Émue aussi, cette foule dressée, observant une minute de silence en mémoire de tous ceux tués lors du coup d’État avorté, alors qu’une trompette lançait la sonnerie aux morts de Tant qu’il y aura des hommes. Puis l’hymne national. C’est un moment historique. Le président du CHP, Kemal Kiliçdaroglu, qui prend alors la parole, s’en rend-il compte  ? Certainement. La révolution des Jeunes-Turcs, en 1908, n’a-t-elle pas eu lieu au mois de juillet  ? « La tentative de coup d’État était fondamentalement un coup porté contre le Parlement, contre la démocratie et contre les partis politiques. Contre tout système démocratique, a-t-il lancé, en évitant soigneusement de personnaliser ses attaques. L’échec a montré aussi combien il était nécessaire d’avoir des fonctionnaires choisis pour leurs compétences et non pas pour leur proximité avec le pouvoir. » Fortement applaudi, il a souligné  : « Nous voulons vivre ensemble, dans toutes nos diversités. Nous condamnons tous les soutiens extérieurs et intérieurs de cette tentative de coup d’État. (…) La Turquie mérite une véritable démocratie, pas une démocratie de seconde zone qu’on lui impose.
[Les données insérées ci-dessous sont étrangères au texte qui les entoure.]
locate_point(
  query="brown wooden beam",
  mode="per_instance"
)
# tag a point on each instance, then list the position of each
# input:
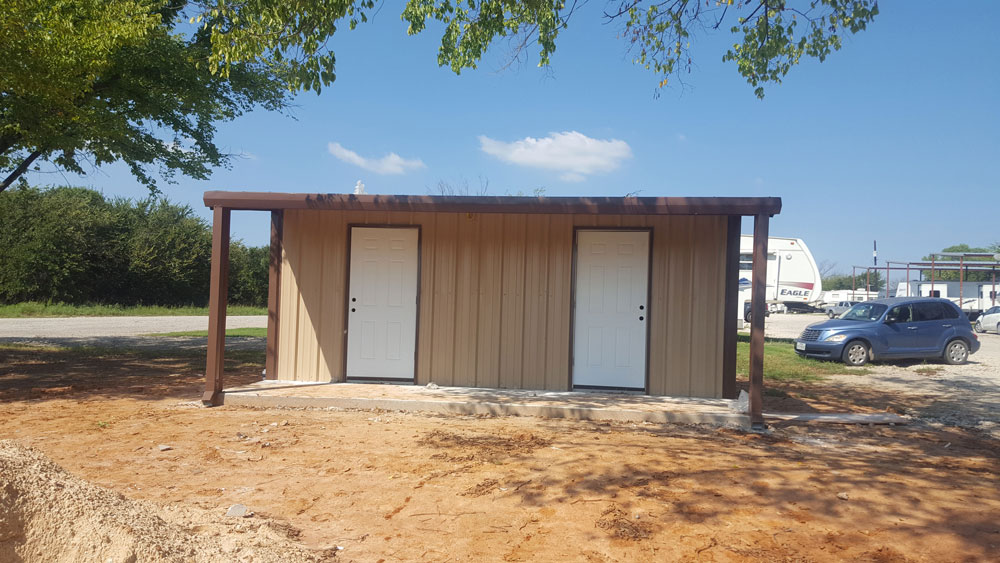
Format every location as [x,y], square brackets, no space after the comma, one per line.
[732,309]
[217,300]
[273,294]
[267,201]
[757,304]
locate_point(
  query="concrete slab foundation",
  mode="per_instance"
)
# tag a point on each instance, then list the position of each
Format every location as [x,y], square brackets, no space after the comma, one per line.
[618,407]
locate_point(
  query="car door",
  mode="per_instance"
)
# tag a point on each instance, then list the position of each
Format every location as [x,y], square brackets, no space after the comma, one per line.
[991,318]
[899,332]
[935,324]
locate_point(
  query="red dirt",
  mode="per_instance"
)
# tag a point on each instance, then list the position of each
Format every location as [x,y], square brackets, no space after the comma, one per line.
[390,486]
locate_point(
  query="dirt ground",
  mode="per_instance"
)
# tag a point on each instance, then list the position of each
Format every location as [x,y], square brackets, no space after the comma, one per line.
[403,487]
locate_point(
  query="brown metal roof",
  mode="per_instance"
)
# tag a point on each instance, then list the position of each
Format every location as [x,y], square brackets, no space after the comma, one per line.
[495,204]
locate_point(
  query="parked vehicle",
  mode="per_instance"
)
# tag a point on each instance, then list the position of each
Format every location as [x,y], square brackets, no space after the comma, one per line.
[971,297]
[839,308]
[893,328]
[990,319]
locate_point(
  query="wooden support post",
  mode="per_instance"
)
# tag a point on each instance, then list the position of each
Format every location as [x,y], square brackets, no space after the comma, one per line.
[273,293]
[732,307]
[217,300]
[757,304]
[961,284]
[931,294]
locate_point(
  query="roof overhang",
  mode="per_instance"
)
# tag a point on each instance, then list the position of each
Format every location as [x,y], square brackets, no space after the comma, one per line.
[264,201]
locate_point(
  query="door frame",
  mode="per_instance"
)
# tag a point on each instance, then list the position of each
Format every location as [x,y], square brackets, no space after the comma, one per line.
[347,300]
[572,304]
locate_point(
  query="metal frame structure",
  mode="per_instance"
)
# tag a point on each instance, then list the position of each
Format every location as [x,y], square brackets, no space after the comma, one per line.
[961,266]
[223,203]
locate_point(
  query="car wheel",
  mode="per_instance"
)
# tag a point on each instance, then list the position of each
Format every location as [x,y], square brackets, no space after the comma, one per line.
[956,353]
[856,353]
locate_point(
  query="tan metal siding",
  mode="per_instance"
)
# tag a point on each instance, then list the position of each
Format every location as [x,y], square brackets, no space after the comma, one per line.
[495,295]
[490,296]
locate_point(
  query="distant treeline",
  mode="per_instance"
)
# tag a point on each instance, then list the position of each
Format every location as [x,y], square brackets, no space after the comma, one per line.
[73,245]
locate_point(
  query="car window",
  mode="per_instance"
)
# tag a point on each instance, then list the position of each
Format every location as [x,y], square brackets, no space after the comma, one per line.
[902,313]
[932,311]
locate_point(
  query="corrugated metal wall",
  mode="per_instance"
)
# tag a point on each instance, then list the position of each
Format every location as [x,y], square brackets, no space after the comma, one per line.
[495,294]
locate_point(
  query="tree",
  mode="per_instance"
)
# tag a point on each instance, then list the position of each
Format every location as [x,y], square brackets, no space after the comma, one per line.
[72,245]
[97,81]
[773,35]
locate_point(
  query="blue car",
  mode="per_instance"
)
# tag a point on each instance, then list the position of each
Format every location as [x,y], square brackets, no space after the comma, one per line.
[892,329]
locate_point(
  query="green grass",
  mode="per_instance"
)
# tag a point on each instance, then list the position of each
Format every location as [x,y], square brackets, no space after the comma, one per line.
[34,309]
[781,363]
[256,332]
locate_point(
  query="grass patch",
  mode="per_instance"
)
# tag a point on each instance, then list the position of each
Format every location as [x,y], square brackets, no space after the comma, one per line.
[196,358]
[781,363]
[255,332]
[35,309]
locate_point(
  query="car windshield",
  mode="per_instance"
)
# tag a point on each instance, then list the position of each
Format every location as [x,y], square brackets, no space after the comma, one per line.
[864,312]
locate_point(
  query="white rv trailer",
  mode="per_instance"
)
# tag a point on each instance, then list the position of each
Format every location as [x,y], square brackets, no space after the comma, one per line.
[792,275]
[971,297]
[837,295]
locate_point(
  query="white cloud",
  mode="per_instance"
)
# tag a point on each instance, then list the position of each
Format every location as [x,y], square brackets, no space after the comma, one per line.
[391,163]
[570,152]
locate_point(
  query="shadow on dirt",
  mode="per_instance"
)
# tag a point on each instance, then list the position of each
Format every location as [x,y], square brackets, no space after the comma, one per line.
[911,479]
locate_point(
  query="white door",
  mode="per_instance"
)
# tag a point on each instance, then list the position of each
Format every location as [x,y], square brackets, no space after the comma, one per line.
[382,303]
[609,332]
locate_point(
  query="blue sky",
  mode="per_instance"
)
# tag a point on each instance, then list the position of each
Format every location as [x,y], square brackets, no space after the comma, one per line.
[896,137]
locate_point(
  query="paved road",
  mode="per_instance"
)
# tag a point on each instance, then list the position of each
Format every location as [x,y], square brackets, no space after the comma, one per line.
[131,332]
[113,326]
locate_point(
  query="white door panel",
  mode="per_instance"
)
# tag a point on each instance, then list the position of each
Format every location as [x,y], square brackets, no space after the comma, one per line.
[609,332]
[382,303]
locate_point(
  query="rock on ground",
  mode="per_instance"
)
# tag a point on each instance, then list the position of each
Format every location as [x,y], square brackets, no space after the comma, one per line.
[46,514]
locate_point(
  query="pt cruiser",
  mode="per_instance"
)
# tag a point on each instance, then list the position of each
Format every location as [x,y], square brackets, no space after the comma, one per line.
[892,329]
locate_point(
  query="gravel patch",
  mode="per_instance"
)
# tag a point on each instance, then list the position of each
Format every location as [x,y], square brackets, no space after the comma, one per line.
[47,514]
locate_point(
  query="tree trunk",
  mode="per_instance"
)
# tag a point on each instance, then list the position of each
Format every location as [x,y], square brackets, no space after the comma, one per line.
[20,170]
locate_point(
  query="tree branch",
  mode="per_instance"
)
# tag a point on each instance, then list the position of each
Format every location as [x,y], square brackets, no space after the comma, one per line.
[20,170]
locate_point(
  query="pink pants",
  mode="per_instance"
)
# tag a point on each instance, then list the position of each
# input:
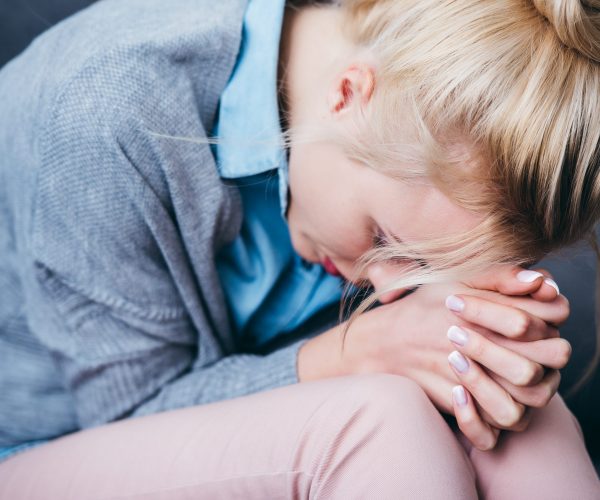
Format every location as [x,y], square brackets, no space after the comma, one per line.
[358,437]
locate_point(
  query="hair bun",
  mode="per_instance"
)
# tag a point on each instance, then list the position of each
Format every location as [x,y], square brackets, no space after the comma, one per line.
[577,23]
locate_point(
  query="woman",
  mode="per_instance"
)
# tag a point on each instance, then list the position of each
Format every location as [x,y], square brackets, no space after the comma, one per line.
[133,281]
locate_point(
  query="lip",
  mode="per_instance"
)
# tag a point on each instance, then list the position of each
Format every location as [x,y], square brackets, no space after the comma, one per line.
[330,267]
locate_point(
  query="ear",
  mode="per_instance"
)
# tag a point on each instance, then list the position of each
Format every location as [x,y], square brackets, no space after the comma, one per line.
[354,86]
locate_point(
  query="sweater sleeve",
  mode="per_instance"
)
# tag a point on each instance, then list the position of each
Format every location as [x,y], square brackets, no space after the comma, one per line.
[126,222]
[117,365]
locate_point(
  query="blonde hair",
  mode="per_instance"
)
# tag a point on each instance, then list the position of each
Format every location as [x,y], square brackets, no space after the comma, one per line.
[505,98]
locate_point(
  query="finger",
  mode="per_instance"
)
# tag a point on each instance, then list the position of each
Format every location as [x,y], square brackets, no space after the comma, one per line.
[483,436]
[508,280]
[491,396]
[506,320]
[515,368]
[537,396]
[521,425]
[555,312]
[551,353]
[549,290]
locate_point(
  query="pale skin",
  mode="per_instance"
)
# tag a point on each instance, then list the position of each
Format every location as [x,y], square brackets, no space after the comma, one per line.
[510,319]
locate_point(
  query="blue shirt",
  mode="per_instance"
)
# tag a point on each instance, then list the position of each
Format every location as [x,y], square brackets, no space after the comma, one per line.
[270,290]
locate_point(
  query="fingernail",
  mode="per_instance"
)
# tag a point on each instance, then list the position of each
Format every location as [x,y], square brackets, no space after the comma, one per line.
[454,303]
[457,335]
[459,395]
[458,361]
[553,284]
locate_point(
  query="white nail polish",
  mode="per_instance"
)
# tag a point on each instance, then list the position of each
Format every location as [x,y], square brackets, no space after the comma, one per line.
[553,284]
[457,335]
[528,276]
[459,395]
[458,361]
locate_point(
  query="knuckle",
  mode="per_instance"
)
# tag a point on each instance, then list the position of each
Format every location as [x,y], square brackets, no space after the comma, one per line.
[529,374]
[564,309]
[521,324]
[511,416]
[467,421]
[476,348]
[474,309]
[563,353]
[541,396]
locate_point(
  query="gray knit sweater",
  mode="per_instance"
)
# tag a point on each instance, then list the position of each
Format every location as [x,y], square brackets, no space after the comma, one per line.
[110,303]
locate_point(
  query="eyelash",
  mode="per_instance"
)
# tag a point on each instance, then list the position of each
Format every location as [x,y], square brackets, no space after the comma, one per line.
[379,238]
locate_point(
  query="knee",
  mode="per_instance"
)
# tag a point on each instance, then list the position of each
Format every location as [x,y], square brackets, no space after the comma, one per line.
[378,403]
[387,395]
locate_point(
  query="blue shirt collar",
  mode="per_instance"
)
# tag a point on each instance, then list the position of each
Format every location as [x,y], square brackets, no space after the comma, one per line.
[248,125]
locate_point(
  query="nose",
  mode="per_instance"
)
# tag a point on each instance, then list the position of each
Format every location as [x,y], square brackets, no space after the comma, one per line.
[381,275]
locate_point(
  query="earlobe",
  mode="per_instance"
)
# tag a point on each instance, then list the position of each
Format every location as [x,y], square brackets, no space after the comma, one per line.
[354,86]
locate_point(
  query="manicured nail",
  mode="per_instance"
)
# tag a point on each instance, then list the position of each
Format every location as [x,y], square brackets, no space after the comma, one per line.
[459,395]
[553,284]
[457,335]
[528,276]
[458,361]
[454,303]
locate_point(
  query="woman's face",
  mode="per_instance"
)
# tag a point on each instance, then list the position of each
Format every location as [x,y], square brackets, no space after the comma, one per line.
[338,208]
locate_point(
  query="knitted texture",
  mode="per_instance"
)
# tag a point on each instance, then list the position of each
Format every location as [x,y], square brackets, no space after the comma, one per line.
[110,302]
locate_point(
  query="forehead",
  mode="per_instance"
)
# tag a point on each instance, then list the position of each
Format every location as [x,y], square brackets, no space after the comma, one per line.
[416,210]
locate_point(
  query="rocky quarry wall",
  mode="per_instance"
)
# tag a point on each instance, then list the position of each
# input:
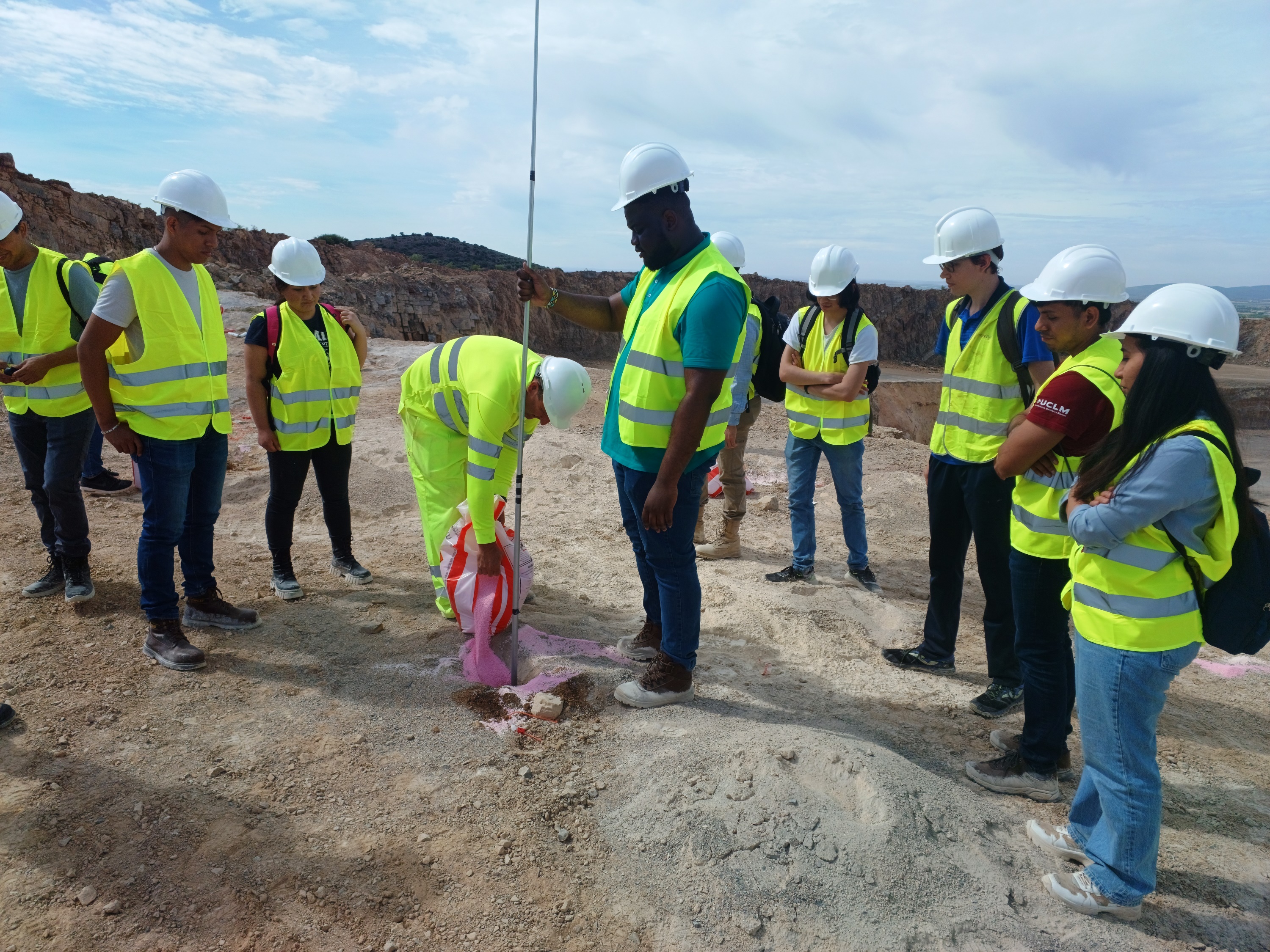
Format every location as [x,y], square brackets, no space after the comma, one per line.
[413,301]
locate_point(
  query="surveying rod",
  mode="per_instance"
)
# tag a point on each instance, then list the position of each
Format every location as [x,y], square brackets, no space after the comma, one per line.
[525,370]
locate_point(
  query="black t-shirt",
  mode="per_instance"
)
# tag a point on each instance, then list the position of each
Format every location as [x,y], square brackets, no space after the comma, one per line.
[258,333]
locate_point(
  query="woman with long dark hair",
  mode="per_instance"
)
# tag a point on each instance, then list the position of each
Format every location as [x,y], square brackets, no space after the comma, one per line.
[304,381]
[1155,512]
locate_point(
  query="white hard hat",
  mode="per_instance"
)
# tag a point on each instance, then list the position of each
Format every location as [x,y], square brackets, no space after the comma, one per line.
[964,231]
[296,262]
[832,270]
[731,248]
[1190,314]
[1081,273]
[9,215]
[647,168]
[566,388]
[192,192]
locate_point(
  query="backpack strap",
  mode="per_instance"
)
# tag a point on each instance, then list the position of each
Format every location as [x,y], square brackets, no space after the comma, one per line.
[1008,339]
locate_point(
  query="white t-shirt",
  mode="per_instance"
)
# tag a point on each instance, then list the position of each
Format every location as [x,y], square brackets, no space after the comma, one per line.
[116,304]
[865,349]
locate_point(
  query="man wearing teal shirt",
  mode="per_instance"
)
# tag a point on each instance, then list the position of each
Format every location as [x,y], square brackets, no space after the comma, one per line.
[660,489]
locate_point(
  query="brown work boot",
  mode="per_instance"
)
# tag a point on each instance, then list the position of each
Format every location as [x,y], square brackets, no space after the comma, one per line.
[727,546]
[211,611]
[646,645]
[168,645]
[665,682]
[1009,744]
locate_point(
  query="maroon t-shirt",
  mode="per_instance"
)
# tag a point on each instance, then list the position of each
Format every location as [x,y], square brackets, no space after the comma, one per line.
[1074,407]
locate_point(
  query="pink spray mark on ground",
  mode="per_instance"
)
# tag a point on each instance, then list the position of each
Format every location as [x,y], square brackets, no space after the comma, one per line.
[1244,664]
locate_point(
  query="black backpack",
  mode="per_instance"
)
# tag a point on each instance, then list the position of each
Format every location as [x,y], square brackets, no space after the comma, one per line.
[1236,610]
[848,342]
[1008,339]
[768,376]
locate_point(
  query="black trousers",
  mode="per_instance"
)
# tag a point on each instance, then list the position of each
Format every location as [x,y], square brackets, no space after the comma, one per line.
[964,502]
[287,474]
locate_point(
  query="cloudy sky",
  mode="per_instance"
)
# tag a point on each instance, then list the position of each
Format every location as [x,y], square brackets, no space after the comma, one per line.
[1143,126]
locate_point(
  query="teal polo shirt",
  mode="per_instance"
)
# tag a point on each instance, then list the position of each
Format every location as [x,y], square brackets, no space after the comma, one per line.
[708,333]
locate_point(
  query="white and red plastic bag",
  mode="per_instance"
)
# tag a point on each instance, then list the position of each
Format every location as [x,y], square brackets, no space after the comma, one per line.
[459,554]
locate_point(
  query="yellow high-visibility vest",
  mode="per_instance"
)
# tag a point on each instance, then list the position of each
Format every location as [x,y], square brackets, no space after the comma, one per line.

L’important c’est un État de droit, démocratique, social et laïc. C’est irréfutable. » Son discours était une sorte de feuille de route du CHP pour la reconstruction de l’État en ce sens. «  L’attente de la société, ce n’est pas la peine de mort, mais la paix  »

La veille, c’est le Parti démocratique des peuples (HDP) qui a brisé le monopole de l’AKP dans les rues d’Istanbul. Le rassemblement organisé à Gazi, dans la banlieue, a été particulièrement réussi. Et si les blindés de la gendarmerie ont tenté d’investir le parc sous prétexte de protection, la foule les a vite renvoyés, ayant une autre appréciation de ce qu’est une véritable protection. « À Cizre, à Sur, quand nous nous sommes dressés devant ces chars, ces généraux étaient des héros et nous, nous étions des traîtres », lançait d’ailleurs Selahattin Demirtas, le coprésident du HDP, allusion à la répression massive et sanglante qui frappe les Kurdes depuis un an. Il faisait également remarquer à l’adresse d’Erdogan et du pouvoir central  : « Les auteurs du coup d’État, vous les avez fait grandir dans vos mains pendant quatorze ans. » Avant de lancer  : « L’attente de la société ce n’est pas la peine de mort mais la paix et la négociation. » Des portraits du leader du Parti des travailleurs du Kurdistan (PKK), Abdullah Öcalan, étaient alors brandis par des manifestants. Un leader kurde dont on n’a plus de nouvelles depuis avril 2015, même sa famille et ses avocats, n’ayant pas l’autorisation de lui rendre visite. « L’état d’urgence est un produit de la mentalité putschiste, a asséné Demirtas. Si les putschistes avaient réussi leur coup, ils auraient décrété l’état d’urgence, torturé, suspendu la convention européenne des droits de l’homme. Et vous faites pareil ». Un espoir est en train de naître en Turquie

À l’évidence, rien ne sera plus comme avant en Turquie. Recep Erdogan sort affaibli de cette crise et sa tentative pour reprendre la main risque fort de rater. Parce qu’en dénonçant comme responsable du coup d’État la confrérie de Fetthullah Gülen, il rappelle que c’est en s’alliant avec elle qu’il a accédé au pouvoir. Que le loup n’était pas entré par effraction dans la bergerie mais avec le consentement, si ce n’est plus, du berger. Alors que les purges continuent, il est évidemment à craindre qu’elles ne soient utilisées contre toute forme d’opposition au pouvoir personnel – et qu’il entend renforcer – d’Erdogan. Mais, affaibli, il l’est. Pour la première fois il reçoit, aujourd’hui, des partis d’opposition (le CHP et le MHP d’extrême droite, mais pas le HDP).

C’est ce qu’ont bien compris ces centaines de milliers de personnes, réunies samedi et dimanche pour dire « non au coup d’État de la junte et non au coup d’État du palais ». Un espoir est en train de naître en Turquie. L’espoir de la construction d’une alternative laïque, démocratique où les progressistes prendront toute leur place. C’est bien ce qui est en jeu avec cette idée qui fait son chemin de la formation d’un front démocratique, marqué à gauche. Où pourraient se retrouver le CHP (mais pour l’instant, seule son aile gauche y aspire), le HDP, les petites formations de gauche, des ONG, des associations de femmes, de défense des droits de l’homme. Un nouveau combat commence. Qu’il ait pris forme sur la place Taksim ne doit sans doute rien au hasard.